Oh yeah frug I think it' kinda fun. So much so I've not fish spin gear in 6 years. Other than a set rod for BIG Jacks off my dock. Once I found out they were un-stoppable from the dock and decided I didn't want to buy more fly lines


----------



## ThaFish (Feb 27, 2013)

frugalphysio said:


> Got out of my yak and into some waders with my family to learn how to fly fish. Wow, it's completely different than what I am used to with the spinning reel. Had a blast though and wanted to share. Got me thinking about hitting some grassy flats in the yak and trying to catch some specs with a salwater fly rod.. Anyone tried this?! Let me know. Subscribe to my youtube channel if you like!


I DO! This is from last Thursday night in the yak. :thumbup:

You can check out the report too if you're interested! & hit me up any time you wanna get out there man!

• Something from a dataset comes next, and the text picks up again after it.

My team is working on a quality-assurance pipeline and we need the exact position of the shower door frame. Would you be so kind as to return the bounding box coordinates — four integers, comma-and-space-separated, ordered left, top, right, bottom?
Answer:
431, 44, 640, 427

http://www.pensacolafishingforum.com/f56/11-2-[9wt-big-streamer-=-fat-37-25-bull]-770297/


----------



## shadowwalker (Sep 9, 2010)

wtbfishin' said:


> Lets see that fly SW
> 
> Oh yeah frug I think it' kinda fun. So much so I've not fish spin gear in 6 years. Other than a set rod for BIG Jacks off my dock. Once I found out they were un-stoppable from the dock and decided I didn't want to buy more fly lines


I'm not much use at posting pictures on the internet, those controls just aren't in my owners manual, but I'll see if I can find someone to give it a shot. You can try a search on Capt. Paul Darby, spoon flies or casting or Quality reel repair, also do rod repairs and I been mentoring fly fishermen for right at fifty years now and I'm still just learning.  Just checked Quality Reel Repair on face book and wife posted some pictures there.


----------



## wtbfishin' (Jul 31, 2016)

Capt Paul Darby you're quite famous!

I like the Junky yard Dog pattern!


----------



## shadowwalker (Sep 9, 2010)

wtbfishin' said:


> Capt Paul Darby you're quite famous!
> 
> I like the Junky yard Dog pattern!


Thank you, that means a lot to me.


----------